Coincidence ratios are used as a measure of how close the estimated trip frequency distribution is to the observed distribution. The coincidence ratio measures the percent of total area in common between two distributions. The coincidence ratio lies between 0 and 1, where a ratio of 0 indicates two disjoint distributions and 1 indicates identical distributions. It is preferable to have 0.7 or higher coincidence ratio for each purpose.

Travel Pattern Checks

The basic check for travel pattern is the comparison of district-level trip interchanges by purpose. Although zone-level comparison is desirable, limited sample sizes of household travel surveys do not allow a comparison of trip interchanges at a zone level. The estimated trip table from the model is compared to observed trip table from expanded household travel survey at a district level to check origin-destination travel patterns. This comparison can be useful in determining the reasonableness of trip distribution results as well as in assessing the possible need for K-factors. K-factors account for physical or socioeconomic barriers that affect trip making, but are not represented in the model, such as a river crossing. K-factors are usually not recommended and should be used as a last resort after all other possible causes for error and calibration adjustment have been considered.

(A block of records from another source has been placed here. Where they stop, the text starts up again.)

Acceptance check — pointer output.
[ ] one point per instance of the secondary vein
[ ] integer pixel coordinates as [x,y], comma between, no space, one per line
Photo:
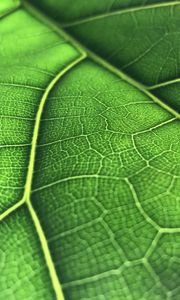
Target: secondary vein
[96,58]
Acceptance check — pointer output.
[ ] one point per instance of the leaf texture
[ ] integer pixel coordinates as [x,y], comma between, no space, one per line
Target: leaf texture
[90,150]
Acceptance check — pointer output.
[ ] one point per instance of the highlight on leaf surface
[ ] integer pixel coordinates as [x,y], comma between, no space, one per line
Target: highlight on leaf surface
[89,150]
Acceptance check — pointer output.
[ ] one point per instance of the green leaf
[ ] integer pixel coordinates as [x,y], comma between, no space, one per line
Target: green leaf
[90,150]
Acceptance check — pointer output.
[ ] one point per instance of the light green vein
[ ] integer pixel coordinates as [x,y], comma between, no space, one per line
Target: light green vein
[156,86]
[26,198]
[96,58]
[37,124]
[119,12]
[52,271]
[11,209]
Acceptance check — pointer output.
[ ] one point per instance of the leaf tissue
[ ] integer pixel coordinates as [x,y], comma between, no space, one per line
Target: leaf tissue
[89,150]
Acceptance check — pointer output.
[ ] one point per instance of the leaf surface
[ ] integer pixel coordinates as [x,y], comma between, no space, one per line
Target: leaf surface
[90,151]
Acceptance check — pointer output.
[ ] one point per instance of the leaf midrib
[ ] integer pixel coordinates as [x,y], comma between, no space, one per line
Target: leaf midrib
[99,60]
[26,198]
[121,11]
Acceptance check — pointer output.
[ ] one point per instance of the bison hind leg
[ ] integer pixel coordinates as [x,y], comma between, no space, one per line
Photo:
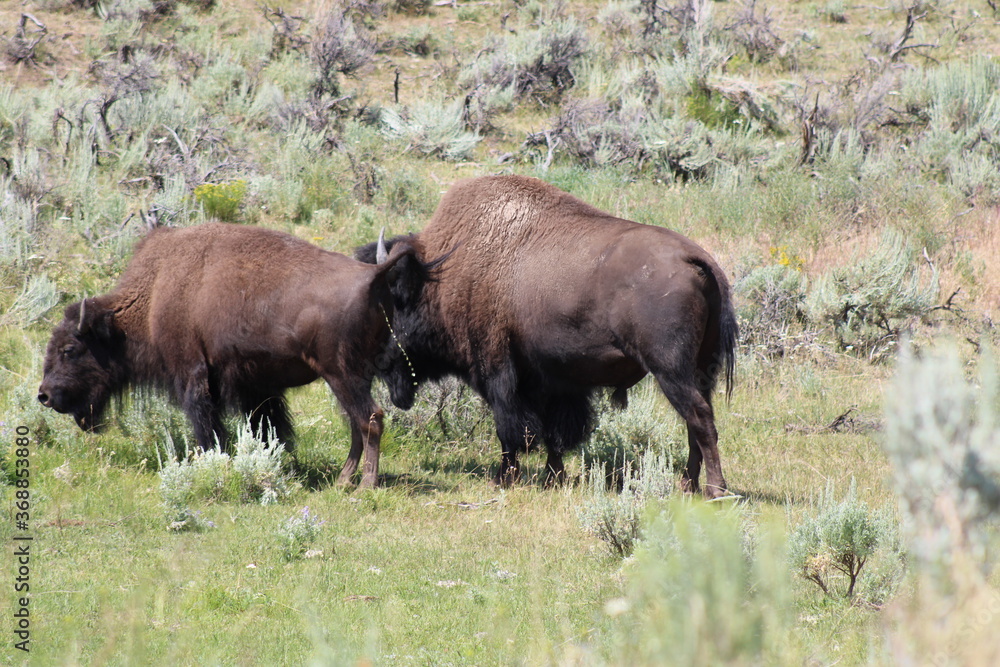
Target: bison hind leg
[566,422]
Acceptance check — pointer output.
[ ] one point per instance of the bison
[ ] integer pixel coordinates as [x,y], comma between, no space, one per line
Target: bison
[544,300]
[225,318]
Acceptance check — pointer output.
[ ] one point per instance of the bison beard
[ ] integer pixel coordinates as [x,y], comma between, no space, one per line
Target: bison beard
[225,318]
[545,300]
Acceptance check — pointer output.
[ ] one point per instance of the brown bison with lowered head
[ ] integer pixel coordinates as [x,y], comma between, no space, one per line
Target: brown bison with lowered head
[545,299]
[225,317]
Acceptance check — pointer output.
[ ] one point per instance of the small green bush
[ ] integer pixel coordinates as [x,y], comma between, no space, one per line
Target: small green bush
[771,301]
[870,304]
[253,474]
[221,200]
[622,436]
[616,518]
[838,538]
[705,588]
[298,533]
[431,130]
[942,438]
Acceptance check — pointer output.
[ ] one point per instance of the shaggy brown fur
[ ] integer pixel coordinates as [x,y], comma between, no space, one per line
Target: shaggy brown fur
[546,298]
[226,317]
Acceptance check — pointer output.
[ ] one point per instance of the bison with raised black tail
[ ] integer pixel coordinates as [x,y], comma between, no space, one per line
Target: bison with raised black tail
[544,299]
[225,318]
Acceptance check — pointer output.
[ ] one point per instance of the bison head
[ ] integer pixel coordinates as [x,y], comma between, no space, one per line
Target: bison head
[82,370]
[397,366]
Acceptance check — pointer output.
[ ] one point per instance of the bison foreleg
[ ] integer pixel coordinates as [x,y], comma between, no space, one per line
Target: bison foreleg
[365,418]
[201,409]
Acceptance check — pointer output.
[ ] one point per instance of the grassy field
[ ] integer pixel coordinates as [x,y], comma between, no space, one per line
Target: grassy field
[841,162]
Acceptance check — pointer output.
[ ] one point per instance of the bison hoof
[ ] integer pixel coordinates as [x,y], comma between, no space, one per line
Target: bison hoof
[713,491]
[507,479]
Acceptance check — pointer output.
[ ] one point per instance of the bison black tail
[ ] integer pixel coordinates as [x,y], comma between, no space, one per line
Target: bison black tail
[723,357]
[728,336]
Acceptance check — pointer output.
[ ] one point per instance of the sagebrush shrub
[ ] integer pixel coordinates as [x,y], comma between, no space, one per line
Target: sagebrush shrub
[942,437]
[869,304]
[221,200]
[615,517]
[837,539]
[298,533]
[706,588]
[431,129]
[253,474]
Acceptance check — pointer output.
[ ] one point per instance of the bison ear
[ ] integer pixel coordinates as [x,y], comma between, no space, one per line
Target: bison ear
[94,320]
[405,280]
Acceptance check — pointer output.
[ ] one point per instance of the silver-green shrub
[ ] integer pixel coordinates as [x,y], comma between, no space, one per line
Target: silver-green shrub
[942,438]
[837,539]
[616,517]
[705,588]
[298,532]
[252,474]
[534,62]
[771,300]
[431,129]
[870,303]
[622,436]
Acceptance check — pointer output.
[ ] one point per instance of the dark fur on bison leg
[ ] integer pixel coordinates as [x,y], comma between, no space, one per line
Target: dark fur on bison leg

A validation measure of travel patterns is the orientation ratio. This ratio measures the propensity of trips from a production area to the attraction area. A value of less than 1.0 indicates that the production area is less orientated to the attraction area than is the region as a whole, while a value of greater than 1.0 indicates the opposite. The ratios of the modeled to observed district-level orientation ratios can be used to check trip distribution results. The closer the ratios are to 1.0, the better the model is reproducing observed trip distribution pattern.

Another check of travel patterns is the amount of intrazonal trips. The modeled percentage of intrazonal trips by purpose should be compared to the observed percentages of intrazonal trips from the expanded household survey. If the modeled percentage of intrazonal trips is within 3 percentages of observed for each purpose, it is usually considered reasonable.